Answer by Teja Muppirala
on 26 Apr 2012
 Accepted answer

Solving for each row of X is an independent optimization problem that can be solved easily with LSQNONNEG (available from the Optimization Toolbox). Use a loop to solve for each row independently.

Example 1 (test when know the exact answer):

% Set up some data
A = rand(5);
Xtrue = rand(5); 
B = Xtrue*A;
% Solve for each row of X using LSQNONNEG
X = [];
for k = 1:size(B,1)
    X(k,:) = lsqnonneg(A',B(k,:)');
% Verify the result
X - Xtrue

Example 2:

A = rand(6,3);
B = rand(6,3);
X = [];
for k = 1:size(B,1)
    X(k,:) = lsqnonneg(A',B(k,:)');
% Verify that all X are positive

Note that if your data is very big, this algorithm could easily be sped up by running it in parallel.
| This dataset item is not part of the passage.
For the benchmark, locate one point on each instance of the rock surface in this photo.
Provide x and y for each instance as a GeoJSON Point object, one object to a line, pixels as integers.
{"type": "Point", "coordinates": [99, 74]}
(I was lazy, but in general you'd probably want to preallocate X here since you do know its size)

Good point, Richard

on 26 Apr 2012

If A=3x3, B=3x3 (and X=3x3), then as Richard said X = BA^{-1}, and either will or will not violate the constraints (there's nothing I can do about it).

However my system can have an arbitrary number of columns where A=3x(3*n), B=3x(3*n), n E R (and X=3x3). If i understand correctly both problems can be tackled with multiple lsqnonneg (or linprog)...
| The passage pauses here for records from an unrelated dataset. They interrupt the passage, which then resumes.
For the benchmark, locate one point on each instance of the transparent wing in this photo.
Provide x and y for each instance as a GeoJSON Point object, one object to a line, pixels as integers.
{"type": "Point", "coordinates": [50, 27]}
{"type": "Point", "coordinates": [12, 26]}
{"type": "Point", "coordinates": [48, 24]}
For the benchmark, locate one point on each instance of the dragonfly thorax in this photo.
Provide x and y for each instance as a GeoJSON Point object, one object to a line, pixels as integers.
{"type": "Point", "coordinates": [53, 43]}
Can this problem be (also) solved by a non negative matrix factorization nnmf (B=W*H, enforcing somehow H=A)

Thank you -so much- for your answers

Answer by bym
on 25 Apr 2012


Answer by Richard Brown
on 25 Apr 2012

It very much depends on your matrices. What are the dimensions? Rank?

If A square and full rank then X is uniquely determined as X = BA^{-1}, and either will or will not violate the constraints (there's nothing you can do about it).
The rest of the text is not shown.